Smart Data Architects Keep it Simple

Flat, or sequential, files are a convenient, common format for data exchange. Because they carry little to no storage or access overhead, they are also one of the fastest source formats for data access, manipulation, loading, and reporting. That is one reason why the IRI FACT (Fast Extract) product exists - to produce flat files from big database tables.

 

If you store or use data in fixed or delimited file formats, you may already know that IRI CoSort continues been the fastest data transformation tool for flat files in Unix, Linux and Windows file systems. In 1992, IRI built a popular 4GL for CoSort called SortCL to perform multiple data transformations and generate reports, all in the same job script and I/O pass through large files.

 

SortCL is still available to CoSort package users, and is also the default data manipulation engine for flat files (and other data sources) in the full IRI Voracity ETL package.

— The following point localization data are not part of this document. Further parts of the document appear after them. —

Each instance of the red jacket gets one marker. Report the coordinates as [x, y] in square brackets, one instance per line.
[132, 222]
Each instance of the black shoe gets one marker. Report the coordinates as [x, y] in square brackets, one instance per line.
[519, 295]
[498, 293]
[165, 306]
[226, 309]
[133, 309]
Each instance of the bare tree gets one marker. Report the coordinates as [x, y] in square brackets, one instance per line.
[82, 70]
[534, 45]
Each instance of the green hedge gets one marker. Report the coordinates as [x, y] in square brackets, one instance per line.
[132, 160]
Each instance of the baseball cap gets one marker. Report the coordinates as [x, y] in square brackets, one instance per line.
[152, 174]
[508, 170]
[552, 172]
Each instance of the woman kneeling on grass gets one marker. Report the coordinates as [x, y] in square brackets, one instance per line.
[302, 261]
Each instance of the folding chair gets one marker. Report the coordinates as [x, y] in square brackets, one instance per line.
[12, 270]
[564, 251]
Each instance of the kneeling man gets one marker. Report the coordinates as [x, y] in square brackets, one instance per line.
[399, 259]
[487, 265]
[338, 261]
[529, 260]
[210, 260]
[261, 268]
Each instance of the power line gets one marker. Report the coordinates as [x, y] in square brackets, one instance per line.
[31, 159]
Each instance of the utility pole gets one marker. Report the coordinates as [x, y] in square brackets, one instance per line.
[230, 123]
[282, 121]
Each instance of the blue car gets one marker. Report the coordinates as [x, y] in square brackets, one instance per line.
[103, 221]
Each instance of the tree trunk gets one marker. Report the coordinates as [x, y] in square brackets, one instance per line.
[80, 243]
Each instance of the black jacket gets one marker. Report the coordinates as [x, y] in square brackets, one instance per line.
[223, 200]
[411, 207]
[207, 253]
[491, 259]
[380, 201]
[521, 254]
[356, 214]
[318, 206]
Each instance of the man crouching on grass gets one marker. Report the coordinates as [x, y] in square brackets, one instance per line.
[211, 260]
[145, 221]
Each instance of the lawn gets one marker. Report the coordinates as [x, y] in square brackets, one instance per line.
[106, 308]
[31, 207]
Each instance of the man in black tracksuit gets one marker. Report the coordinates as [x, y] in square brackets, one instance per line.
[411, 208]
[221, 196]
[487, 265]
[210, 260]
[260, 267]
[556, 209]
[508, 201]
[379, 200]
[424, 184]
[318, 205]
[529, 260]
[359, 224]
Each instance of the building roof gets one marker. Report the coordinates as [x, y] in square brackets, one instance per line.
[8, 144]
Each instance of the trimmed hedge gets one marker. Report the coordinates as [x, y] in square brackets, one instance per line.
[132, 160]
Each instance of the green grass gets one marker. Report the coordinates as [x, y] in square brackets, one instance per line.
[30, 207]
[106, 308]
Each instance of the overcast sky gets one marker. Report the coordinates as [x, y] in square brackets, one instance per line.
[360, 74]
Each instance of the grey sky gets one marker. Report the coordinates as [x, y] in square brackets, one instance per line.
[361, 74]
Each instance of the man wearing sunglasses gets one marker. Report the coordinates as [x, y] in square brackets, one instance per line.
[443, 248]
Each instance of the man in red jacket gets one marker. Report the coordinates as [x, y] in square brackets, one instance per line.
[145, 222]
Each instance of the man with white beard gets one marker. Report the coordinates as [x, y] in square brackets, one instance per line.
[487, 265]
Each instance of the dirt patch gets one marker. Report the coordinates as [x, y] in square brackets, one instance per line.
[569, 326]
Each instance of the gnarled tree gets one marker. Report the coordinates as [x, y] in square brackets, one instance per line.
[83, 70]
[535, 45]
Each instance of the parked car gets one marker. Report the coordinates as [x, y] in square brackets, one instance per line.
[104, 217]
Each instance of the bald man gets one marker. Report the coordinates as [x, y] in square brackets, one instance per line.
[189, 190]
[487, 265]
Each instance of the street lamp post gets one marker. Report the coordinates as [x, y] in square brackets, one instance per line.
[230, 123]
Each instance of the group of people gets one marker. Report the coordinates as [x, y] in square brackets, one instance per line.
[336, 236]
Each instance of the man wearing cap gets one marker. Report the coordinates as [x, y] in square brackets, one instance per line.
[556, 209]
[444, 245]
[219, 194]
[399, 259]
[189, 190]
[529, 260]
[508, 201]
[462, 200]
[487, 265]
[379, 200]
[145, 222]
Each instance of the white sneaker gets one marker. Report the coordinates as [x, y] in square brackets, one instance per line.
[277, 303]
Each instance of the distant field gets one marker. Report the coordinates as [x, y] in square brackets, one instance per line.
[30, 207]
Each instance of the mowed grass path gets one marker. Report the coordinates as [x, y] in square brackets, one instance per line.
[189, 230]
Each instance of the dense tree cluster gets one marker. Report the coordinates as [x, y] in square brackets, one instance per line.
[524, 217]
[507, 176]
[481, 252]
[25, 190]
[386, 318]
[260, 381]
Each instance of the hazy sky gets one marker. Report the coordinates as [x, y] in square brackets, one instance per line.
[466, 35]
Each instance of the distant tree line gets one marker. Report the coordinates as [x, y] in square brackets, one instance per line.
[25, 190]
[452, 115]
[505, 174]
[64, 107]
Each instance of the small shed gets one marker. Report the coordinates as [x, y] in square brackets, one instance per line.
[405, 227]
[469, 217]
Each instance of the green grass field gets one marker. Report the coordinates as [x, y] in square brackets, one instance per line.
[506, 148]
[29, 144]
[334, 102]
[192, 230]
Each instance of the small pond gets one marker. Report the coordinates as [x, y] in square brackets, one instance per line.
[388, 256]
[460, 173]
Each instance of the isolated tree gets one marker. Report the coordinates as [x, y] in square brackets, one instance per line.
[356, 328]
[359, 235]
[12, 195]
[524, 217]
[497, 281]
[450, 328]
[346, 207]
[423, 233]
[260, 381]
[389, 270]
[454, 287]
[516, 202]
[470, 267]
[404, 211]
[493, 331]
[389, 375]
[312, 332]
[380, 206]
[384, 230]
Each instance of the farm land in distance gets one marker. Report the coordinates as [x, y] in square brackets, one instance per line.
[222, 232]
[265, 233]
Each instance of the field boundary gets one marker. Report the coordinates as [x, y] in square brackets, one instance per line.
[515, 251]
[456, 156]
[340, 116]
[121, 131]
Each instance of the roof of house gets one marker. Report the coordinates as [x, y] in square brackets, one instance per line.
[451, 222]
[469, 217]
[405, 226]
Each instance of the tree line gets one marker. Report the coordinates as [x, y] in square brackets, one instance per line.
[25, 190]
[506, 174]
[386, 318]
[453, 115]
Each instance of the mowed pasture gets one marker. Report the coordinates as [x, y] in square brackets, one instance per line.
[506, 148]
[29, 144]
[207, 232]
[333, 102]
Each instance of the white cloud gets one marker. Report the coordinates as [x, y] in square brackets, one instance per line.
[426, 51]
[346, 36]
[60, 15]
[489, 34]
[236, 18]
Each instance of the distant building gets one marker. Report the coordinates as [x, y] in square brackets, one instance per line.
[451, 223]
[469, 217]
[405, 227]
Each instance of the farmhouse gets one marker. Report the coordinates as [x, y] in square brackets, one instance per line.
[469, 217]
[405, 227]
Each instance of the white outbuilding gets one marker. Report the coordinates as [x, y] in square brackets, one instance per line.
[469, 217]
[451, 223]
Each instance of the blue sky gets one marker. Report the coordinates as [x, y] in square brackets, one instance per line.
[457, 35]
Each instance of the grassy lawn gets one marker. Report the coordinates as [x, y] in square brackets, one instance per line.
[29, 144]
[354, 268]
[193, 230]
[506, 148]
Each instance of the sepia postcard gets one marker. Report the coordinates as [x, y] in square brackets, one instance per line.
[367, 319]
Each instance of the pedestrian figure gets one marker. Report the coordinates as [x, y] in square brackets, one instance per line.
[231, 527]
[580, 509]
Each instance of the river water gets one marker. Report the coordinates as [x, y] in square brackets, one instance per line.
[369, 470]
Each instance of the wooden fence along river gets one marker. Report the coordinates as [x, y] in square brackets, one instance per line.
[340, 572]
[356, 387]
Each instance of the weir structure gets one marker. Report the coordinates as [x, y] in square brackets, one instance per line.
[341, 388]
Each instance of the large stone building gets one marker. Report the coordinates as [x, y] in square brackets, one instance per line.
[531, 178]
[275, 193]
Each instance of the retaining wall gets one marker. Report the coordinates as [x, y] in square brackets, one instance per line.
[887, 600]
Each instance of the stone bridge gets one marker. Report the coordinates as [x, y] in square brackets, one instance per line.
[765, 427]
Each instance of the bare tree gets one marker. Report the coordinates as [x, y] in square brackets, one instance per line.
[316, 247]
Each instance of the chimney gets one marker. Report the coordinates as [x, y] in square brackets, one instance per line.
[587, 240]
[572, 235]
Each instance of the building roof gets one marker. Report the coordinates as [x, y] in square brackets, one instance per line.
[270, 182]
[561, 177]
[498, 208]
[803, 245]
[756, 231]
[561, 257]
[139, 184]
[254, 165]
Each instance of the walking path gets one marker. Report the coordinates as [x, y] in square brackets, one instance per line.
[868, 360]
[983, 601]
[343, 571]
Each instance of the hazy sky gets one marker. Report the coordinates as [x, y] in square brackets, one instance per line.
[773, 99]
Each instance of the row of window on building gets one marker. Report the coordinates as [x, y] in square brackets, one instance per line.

Voracity is a total data management platform built on Eclipse -- and powered by CoSort or Hadoop -- that consolidates data discovery, integration, migration, governance and analytics. Flat-file data movement, manipulation, and management activities are best served in this visual design, and deployment environment.

More on Flat-File ETL in CoSort or Voracity

Start with the flat-file profiler in the free IRI Workbench GUI for ETL, built on Eclipse™. The flat-file profiling and metadata definition wizards produce statistics, search for values matching patterns or strings, and create metadata for use in your transformation, reporting, masking, and other jobs.

As you run SortCL-based transformations in CoSort wizards -- or full ETL workflows in Voracity wizards or diagrams -- you can re-use auto-created data definition file (.DDF) metadata for your sources. These files contain field names and attributes which serve as symbolic references in the underlying SortCL scripts that specify the source-target mappings and custom report layouts.

The SortCL job scripts or XML workflows (containing those scripts) that perform the ETL can run on the command line, from batch (shell) scripts, or from within the IRI Workbench ... either ad hoc or on defined schedules. Voracity users can also preview mapping results before executing the whole workflow.

Whether you define ETL jobs with CoSort (.scl) or Voracity (.flow) jobs, you'll benefit from task consolidation, and proven file system I/O, memory, and multi-core optimization techniques. Remove the overhead of high-volume transformation from DB and BI layers, and preclude the need for more hardware, in-memory DBs, and even Hadoop.

In addition to outstanding runtime performance, simple 4GL metadata speeds job creation and modification, and is much easier to learn and program than 3GL, PL/SQL, shell scripts, and ETL tools.

What You Can Do

 In one job script (and I/O pass), you can:
  • Input one or more large sequential sources
  • Run multiple transforms (filter, sort, join, etc.)
  • Compare files to capture changes and BI
  • Re-map, re-format, and pivot fields
  • Create segmented, customized reports
  • Convert data types and file formats
  • Mask or unmask PII at the field level
  • Generate test data in one or more file formats
  • Output to multiple targets simultaneously, including custom-formatted reports

This diagram illustrates SortCL's capabilities in the CoSort product for flat-file transformation, conversion, protection, and reporting -- all in the same pass.


This diagram illustrates SortCL's capabilities in the Voracity platform. The same single-pass capabilities are available here, but in a total data management (curation) environment.


In Voracity you can mash-up flat-file data with data in relational databases, dark (document) data, legacy, and "modern" big data (Hadoop, NoSQL, cloud and SaaS) platforms. And, you can use it to mask sensitive file data at the field level, while you manipulate and munge it for BI and analytic tools.